Le président élu Donald Trump a clairement exprimé son intention de lutter vigoureusement contre l’immigration illégale, notamment en érigeant un mur le long de la frontière entre les Etats-Unis et le Mexique. Il a aussi promis d’expulser les millions de sans papier vivant aux Etats-Unis.

Maria Herrera fait partie de ce groupe. Elle a bénéficié d’une initiative du président Obama datant de 2012 et protégeant les sans-papier venus aux Etats-Unis en tant qu’enfants. Donald Trump peut y mettre fin d’un coup de plume, déplore-t-elle :

«Je suis très anxieuse, car s’il décide d’annuler cette mesure, de nombreuses personnes seront séparées de leurs familles. Je devais venir ici pour m’informer car je n’ai pas tellement d’information », explique-t-elle.

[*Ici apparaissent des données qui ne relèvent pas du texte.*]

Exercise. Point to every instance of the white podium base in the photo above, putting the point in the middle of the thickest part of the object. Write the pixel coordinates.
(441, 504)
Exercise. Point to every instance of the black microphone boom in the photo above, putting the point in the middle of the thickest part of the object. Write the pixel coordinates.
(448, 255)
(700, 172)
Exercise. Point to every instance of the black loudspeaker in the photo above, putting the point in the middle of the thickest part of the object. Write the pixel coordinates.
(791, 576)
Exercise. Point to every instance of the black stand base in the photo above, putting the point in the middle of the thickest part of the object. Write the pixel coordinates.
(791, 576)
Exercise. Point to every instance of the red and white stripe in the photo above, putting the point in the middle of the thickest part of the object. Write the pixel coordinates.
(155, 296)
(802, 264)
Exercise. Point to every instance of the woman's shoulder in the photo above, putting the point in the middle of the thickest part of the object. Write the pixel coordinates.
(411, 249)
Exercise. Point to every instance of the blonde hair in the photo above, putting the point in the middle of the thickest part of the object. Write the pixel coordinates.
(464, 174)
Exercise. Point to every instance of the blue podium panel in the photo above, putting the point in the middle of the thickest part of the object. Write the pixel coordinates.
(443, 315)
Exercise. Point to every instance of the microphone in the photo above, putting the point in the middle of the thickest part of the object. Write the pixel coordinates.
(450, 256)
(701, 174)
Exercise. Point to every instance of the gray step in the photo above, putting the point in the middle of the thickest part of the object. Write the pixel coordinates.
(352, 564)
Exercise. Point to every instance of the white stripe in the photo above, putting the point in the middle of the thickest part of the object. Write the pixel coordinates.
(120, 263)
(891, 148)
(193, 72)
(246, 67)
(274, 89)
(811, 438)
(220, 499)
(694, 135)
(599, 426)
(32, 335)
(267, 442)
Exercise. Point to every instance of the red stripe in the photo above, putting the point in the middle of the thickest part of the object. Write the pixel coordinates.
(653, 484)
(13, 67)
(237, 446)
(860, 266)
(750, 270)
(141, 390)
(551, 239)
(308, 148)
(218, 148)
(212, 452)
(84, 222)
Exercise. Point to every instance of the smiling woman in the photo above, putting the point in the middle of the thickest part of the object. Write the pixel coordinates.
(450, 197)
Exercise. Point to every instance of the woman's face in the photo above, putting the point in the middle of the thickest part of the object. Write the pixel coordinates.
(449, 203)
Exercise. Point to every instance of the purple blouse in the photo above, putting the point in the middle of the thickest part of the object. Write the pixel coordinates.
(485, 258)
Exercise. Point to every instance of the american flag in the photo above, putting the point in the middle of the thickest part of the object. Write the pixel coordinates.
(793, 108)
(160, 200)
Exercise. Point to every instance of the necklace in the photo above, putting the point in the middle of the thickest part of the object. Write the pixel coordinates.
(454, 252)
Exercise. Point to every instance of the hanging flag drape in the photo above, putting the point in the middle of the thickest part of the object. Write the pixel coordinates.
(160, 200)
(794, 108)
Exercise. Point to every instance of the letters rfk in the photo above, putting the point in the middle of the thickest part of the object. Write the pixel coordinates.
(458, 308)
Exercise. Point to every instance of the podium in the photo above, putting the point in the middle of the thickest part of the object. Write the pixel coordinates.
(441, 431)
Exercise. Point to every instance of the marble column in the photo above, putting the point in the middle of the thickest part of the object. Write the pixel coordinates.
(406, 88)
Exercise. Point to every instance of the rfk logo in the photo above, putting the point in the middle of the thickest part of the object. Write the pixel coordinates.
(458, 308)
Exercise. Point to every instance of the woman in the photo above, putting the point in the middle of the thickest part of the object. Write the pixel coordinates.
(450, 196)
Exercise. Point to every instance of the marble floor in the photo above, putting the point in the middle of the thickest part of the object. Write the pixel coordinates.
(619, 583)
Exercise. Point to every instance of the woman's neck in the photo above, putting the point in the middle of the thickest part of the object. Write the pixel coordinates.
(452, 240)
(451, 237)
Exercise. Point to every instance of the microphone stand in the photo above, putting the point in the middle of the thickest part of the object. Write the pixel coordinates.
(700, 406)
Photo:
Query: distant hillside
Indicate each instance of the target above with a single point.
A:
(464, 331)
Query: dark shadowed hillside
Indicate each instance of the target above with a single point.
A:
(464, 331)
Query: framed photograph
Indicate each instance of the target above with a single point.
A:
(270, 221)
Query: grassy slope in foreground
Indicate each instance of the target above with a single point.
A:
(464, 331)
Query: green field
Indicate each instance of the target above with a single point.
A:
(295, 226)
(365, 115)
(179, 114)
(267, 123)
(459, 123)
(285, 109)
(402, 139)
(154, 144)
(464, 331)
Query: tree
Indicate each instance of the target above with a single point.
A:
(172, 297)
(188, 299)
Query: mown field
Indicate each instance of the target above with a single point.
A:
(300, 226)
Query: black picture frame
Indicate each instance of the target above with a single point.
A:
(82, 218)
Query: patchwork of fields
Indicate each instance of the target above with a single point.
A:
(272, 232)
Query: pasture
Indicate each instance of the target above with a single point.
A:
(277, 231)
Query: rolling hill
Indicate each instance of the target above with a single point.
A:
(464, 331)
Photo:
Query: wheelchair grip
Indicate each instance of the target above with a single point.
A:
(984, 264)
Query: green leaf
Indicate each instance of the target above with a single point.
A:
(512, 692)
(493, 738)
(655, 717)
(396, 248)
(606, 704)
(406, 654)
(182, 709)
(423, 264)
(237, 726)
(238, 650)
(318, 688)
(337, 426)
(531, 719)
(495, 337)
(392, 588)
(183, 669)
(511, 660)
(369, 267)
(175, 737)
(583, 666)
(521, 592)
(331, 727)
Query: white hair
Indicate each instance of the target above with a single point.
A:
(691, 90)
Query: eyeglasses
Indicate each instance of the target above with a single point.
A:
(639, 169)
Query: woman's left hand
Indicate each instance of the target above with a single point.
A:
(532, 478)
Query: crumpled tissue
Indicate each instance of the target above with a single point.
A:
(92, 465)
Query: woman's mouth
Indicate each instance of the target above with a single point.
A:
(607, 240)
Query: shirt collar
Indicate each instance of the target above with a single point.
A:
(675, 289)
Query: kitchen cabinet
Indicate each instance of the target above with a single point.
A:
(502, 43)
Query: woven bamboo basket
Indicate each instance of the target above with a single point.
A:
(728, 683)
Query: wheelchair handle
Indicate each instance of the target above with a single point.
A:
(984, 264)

Un immigrant clandestin à la frontière entre les Etats-Unis et le Mexique
Un immigrant clandestin à la frontière entre les Etats-Unis et le Mexique

Ce n’est pas une bonne période pour les gens comme Maria Herrera, reconnaît Dan Stein, président de la Fédération pour la réforme de l’immigration américaine.

Ce dernier estime cependant que des ateliers comme celui de Hyattsville rendent difficile le travail des autorités. « Ce que ces organisations tentent de faire est de rendre difficile l’identification par les policiers de qui a le droit d’être aux Etats-Unis et qui est en situation irrégulière, question de bloquer l’application des lois de l’immigration », a fait savoir Dan Stein.

Le président élu Donald Trump a exprimé de la sympathie pour les quelque 741 000 sans-papier bénéficiant de la mesure de protection prise par le président Obama, mais il n’a pas écarté l’idée de la supprimer.